Quand, à la fin, toutes les dames mariées, jeunes et vieilles, furent dûment pourvues de cavaliers, plusieurs messieurs sérieux et respectables émergèrent des encoignures et des sofas, et invitèrent les jeunes patientes qui les acceptèrent tranquillement et gracieusement, en souriant, et leur permirent de les faire danser.

Les vieilles dames comme moi, que le destin attache aux murs des salles de bal, trouvent leur consolation et leur distraction à des sources variées. D’abord, elles ont la conversation; ou, si elles restent silencieuses, elles peuvent écouter les plus jolis airs de la saison, merveilleusement bien joués. Puis l’arène entière, pleine de pieds glissants, est ouverte à leurs critiques et à leur admiration. Une autre consolation, et substantielle, se trouve dans le souper; quelquefois même une glace prise au plateau qu’on passe devant elles sera la très bienvenue des veilleuses fatiguées. Mais il y a d’autres sortes de distractions, qui feraient volontiers souhaiter à la plus jeune partie du monde civilisé que les vieilles dames portassent des lunettes et y vissent moins clair; je parle de la paisible contemplation d’une demi-douzaine de fleurts qui vont leur train autour d’elles,—certains si bien conduits! d’autres si maladroitement!

En pareil cas, en Angleterre, les vieilles dames s’arrangent soigneusement pour que l’on ne s’aperçoive pas qu’elles voient ce qu’elles voient, mais elles regardent autour d’elles sans aucun sentiment de gêne et sans se dire qu’elles préféreraient être ailleurs afin de ne pas assister à ce qui se passe aux environs. C’est qu’elles éprouvent la certitude très rassurante, du moins je le crois, que la jeune belle s’occupe non à se ruiner, mais à faire fortune. Or, ici encore je puis répéter ce que j’ai déjà dit si souvent: en France, on agit tout autrement, sinon mieux.
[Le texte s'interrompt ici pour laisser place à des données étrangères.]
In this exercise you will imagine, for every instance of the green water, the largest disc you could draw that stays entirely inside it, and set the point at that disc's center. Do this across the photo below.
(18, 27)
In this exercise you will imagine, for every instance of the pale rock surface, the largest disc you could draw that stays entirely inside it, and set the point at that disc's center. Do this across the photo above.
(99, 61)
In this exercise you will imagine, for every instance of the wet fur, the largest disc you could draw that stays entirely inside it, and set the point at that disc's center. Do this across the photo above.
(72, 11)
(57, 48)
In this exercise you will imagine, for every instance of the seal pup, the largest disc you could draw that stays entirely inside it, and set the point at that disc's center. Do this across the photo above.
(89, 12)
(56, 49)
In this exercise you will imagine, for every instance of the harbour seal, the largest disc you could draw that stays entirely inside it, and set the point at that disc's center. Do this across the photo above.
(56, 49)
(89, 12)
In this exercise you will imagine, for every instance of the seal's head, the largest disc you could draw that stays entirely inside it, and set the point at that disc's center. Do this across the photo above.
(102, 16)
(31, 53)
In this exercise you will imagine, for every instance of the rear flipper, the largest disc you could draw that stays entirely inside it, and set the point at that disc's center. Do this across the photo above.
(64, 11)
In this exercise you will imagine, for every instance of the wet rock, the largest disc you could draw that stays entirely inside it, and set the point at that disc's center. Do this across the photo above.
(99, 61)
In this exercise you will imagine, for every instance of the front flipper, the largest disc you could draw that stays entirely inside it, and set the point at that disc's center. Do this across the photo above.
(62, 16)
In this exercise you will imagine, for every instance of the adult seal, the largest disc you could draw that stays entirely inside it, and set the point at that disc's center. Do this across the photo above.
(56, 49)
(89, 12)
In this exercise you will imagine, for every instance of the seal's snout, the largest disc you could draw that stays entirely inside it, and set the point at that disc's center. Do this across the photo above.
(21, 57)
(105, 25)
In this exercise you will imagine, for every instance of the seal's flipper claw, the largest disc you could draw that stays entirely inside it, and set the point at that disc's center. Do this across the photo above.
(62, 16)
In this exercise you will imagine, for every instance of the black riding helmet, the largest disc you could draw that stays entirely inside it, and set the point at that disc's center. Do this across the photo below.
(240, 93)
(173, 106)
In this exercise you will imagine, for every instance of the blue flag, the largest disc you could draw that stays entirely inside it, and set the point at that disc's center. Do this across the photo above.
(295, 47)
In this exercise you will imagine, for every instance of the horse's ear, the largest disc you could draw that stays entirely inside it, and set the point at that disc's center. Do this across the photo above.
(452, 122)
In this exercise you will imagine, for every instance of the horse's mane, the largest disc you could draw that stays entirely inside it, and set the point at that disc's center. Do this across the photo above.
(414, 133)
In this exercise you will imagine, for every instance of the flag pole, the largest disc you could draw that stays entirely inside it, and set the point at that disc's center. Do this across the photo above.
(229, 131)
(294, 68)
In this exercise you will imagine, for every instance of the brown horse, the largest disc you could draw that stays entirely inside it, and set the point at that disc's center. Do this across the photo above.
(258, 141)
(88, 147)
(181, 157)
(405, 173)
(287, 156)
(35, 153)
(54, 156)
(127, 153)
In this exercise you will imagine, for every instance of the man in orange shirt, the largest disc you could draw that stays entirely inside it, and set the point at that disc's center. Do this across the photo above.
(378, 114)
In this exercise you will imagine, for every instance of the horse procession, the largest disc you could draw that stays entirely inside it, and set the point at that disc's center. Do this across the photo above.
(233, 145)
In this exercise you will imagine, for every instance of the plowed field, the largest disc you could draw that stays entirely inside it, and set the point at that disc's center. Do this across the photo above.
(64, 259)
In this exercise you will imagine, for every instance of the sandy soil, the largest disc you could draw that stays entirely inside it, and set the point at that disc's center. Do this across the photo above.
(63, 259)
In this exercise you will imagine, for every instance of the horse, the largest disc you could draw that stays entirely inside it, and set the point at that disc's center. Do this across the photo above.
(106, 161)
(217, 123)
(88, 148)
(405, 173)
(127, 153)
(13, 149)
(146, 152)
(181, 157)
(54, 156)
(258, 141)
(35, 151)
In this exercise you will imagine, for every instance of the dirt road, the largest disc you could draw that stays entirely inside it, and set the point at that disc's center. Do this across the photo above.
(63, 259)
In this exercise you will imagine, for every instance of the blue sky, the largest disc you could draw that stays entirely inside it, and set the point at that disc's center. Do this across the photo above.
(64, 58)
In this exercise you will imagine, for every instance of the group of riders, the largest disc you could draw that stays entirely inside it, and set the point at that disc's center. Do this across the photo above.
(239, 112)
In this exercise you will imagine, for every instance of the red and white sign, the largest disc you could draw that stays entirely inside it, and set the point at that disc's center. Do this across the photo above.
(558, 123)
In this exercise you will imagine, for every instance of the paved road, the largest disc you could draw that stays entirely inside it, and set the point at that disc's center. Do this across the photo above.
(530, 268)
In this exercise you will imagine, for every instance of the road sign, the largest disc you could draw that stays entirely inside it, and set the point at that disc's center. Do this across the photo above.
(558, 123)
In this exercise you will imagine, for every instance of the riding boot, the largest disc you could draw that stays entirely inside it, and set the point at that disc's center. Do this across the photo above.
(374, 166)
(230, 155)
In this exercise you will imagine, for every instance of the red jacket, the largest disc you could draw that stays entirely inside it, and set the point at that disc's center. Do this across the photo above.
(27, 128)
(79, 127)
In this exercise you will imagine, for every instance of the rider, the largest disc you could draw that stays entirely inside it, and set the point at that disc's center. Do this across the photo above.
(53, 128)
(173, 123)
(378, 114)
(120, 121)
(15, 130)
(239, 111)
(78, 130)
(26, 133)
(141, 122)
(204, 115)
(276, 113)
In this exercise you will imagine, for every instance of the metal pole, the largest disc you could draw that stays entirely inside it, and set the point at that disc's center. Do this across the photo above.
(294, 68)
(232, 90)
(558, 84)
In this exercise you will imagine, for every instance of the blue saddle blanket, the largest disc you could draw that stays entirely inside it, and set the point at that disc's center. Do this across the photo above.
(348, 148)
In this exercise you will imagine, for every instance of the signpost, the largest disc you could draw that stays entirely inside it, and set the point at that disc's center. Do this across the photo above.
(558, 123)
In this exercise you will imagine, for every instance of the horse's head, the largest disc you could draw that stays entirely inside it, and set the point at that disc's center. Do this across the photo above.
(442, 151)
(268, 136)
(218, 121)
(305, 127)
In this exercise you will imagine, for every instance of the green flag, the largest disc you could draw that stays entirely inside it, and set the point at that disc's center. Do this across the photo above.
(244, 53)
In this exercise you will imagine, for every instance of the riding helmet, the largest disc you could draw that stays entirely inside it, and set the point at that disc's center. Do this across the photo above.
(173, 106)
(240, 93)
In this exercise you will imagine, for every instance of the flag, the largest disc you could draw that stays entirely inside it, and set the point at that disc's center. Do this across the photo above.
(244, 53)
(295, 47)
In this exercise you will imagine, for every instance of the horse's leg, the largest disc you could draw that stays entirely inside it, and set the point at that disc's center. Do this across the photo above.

En Angleterre, si l’on voit une femme faire tout l’exercice du fleurt, depuis la première et chaleureuse phrase d’accueil: «Comment vous portez-vous?» jusqu’à ce dernier et doux sentiment, qui fixe immuablement les yeux sur le parquet, tandis que la tête semble s’incliner tendrement pour permettre à l’heureuse oreille de recevoir les enivrantes paroles du parfait amour,—quand on voit cela, en Angleterre, même si la dame n’a plus depuis longtemps ses dix-huit ans, on peut être assuré qu’elle n’est pas mariée; mais ici, je le dis sans médisance, sans l’ombre de médisance, on peut être assuré qu’elle l’est. Elle peut être veuve; ou bien elle peut fleurter dans l’innocence de son cœur, parce que c’est la mode; mais elle ne peut le faire si elle n’est pas mariée.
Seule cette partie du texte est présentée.